Unveiling the vision and value of GenAI
What does it take to build an intelligent assistant capable of delivering meaningful value to customers in a dynamic and highly regulated domain such as financial services?
‘Large language models’ (LLMs), such as Google Cloud’s Generative AI technologies PaLM-2 and Gemini, have emerged as powerful tools for intelligent application development. These LLMs possess the ability to decode natural language into machine instructions, encode data into natural language, and serve as a general knowledge base. Yet, whilst the capabilities of LLMs hold immense promise, integrating them into real-world applications within a consumer-facing business has turned out to present some complex challenges.
The first challenge lies in bridging the gap between LLM capabilities and user needs. Whilst LLMs can decode and encode information, we want to use them to provide users with actionable insights and personalised experiences. For instance, users are not merely interested in generic information about a bank’s products and services; more importantly, they require specific, sensitive, and personalised information to help them make informed decisions.
Addressing this challenge requires a meticulous approach to integration, one that prioritises security, performance, reliability, cost-effectiveness and trust. At GFT we have utilised the power of Google Cloud LLM technology, combined with the live data provided by a modern core banking system to create a GenAI intelligent assistant.
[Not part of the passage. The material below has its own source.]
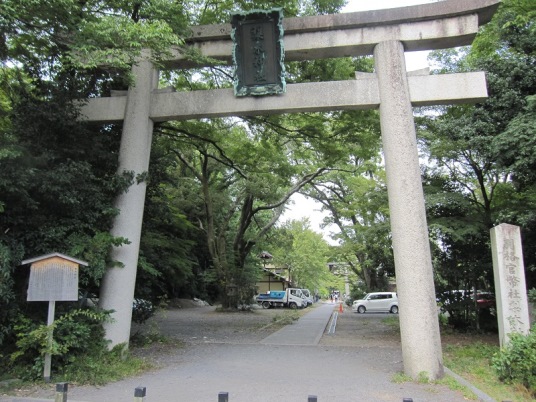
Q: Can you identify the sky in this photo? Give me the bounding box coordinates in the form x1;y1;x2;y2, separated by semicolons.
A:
280;0;438;244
By integrating LLMs with a core banking system, new possibilities can be unlocked for delivering tailored and valuable experiences to retail banking customers.
Architecting intelligent interaction
Delivering this technical integration is often underemphasised in research and innovation projects, so GFT implemented an agent using the Google Cloud Platform (GCP) and a cloud-based core banking system.
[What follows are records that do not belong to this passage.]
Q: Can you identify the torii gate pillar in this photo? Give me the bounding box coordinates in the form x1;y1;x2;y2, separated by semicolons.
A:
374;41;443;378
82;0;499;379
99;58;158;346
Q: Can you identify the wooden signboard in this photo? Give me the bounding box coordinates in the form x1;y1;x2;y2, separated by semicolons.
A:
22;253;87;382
Our specialists have created a robust infrastructure capable of handling the complex demands and scaling challenges of customer-facing retail banking.
The architecture of the intelligent assistant comprises several key components.
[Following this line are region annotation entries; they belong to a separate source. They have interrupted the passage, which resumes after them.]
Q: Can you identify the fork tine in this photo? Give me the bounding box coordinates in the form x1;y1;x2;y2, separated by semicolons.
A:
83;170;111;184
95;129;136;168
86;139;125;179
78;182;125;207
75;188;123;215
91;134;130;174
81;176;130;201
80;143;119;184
- Front-end: Implemented in React, the front-end serves as the user interface, providing customers with a flexible conversational interface that also offers proactive suggestions.
- Gateway and authentication system: Utilising JSON Web Tokens (JWT), the gateway ensures secure authentication and authorisation, only allowing access to sensitive banking data to fully authenticated users.
- Orchestration engine: Running on Google Kubernetes Engine (GKE), the orchestration engine manages the interaction between the core system and the LLMs, ensuring precise control and security.
- Integration layer: This layer manages streamed updates from the core banking system, providing access to a single source of ‘truth’ data such as balances, credit limits and user information via an API.
- Core banking system: Hosted on Google Cloud, the existing core banking engine enables secure and reliable access to customer banking data.
However, realising the vision of an intelligent banking assistant goes far beyond the technical integration – it necessitates a deep understanding of user needs and expectations and the ability to leverage modern AI to deliver them.